= Neuropixels =

Electrodes to record the activity of hundreds of neurons in the brain

Neuropixels probes (or "Neuropixels") are electrodes developed in 2017 to record the activity of hundreds of neurons in the brain. The probes are based on CMOS technology; the original versions have 960 recording sites arranged in two rows on a thin, 1-cm long shank.

The probes are used in hundreds of neuroscience laboratories including the International Brain Laboratory, to record brain activity mostly in mice and rats.

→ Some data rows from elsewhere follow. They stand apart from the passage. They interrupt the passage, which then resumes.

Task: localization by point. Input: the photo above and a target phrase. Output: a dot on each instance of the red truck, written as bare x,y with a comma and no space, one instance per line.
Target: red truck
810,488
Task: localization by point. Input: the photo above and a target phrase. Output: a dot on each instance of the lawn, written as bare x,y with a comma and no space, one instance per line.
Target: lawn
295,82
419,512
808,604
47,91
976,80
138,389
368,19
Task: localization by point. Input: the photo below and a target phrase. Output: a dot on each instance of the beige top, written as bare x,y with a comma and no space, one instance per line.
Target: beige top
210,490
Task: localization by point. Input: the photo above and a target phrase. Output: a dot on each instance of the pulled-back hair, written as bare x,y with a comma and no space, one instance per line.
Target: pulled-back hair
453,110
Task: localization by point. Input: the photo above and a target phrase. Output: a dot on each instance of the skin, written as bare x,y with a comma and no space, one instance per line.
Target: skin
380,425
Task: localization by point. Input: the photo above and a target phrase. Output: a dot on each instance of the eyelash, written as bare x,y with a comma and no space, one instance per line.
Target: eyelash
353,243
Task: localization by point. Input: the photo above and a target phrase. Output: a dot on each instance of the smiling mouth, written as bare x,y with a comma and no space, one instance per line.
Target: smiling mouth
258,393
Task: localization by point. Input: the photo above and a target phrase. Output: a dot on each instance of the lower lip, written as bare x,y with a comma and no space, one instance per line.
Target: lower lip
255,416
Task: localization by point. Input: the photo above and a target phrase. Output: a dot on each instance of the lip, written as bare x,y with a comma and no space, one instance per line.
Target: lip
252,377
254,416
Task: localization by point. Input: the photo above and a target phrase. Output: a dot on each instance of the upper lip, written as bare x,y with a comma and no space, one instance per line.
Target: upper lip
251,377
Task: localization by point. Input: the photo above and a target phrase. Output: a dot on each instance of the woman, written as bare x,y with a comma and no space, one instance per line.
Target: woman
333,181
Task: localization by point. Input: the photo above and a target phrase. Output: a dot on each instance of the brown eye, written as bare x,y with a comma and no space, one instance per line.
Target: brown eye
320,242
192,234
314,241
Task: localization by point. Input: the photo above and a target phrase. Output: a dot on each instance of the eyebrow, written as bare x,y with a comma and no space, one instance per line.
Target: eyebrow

By revealing the activity of vast numbers of neurons, Neuropixels probes are allowing new approaches to the study of brain processes such as sensory processing, decision making, internal state, and emotions and to create brain-machine interfaces.

==History==
The probes were first announced in 2017. They were developed by a consortium of IMEC, the Janelia Research Campus of HHMI, the Allen Institute for Brain Science, and University College London. Funding was provided by the Howard Hughes Medical Institute (HHMI), the Wellcome Trust, the Gatsby Charitable Foundation and the Allen Institute for Brain Science.
They are fabricated by IMEC, an electronics research center in Belgium.

In 2021 a new and improved version, NeuroPixels 2.0, was announced. In 2025, a new version that also includes dual-color optogenetic simulation was introduced.

Neuropixels was originally developed only for use in experimental animals, but by 2022, Neuropixels probes were inserted in human patients.

==Data==
Each pixel of the NeuroPixels probe records the extra-cellular voltage present at that spot of the brain. In general this is composed of two components - the local field potential, which is a slowly varying signal that is a sum of activity in the region, and the action potentials, which are short, fast transients, largely from neurons that are very close to the electrode. Neuropixels breaks these into two bands for processing, as the 10-bit resolution of the A/D converters cannot cover both cases simultaneously. The LFP band is 0.5-1000 Hz and sampled at 2.5 KHz, and the AP band is 0.3-10 KHz and sampled at 30 KHz.

== Data processing==
Each individual pixel receives contributions from many neurons, and conversely a single neuron can contribute to many pixels. Untangling these contributions, to compute the activity of particular neurons, requires a process known as spike sorting. This is computationally expensive, and needed new development to be practical with the large number of channels enabled by NeuroPixels. This development is on-going as new versions of Neuropixels continue to increase the amount of data that can be collected.

==Uses==
Among many other uses, researchers have used multiple Neuropixels probes in the same animal to conduct surveys of spiking activity from tens of thousands of neurons simultaneously, in six cortical and two thalamic regions of the brain. The data from this survey is openly available.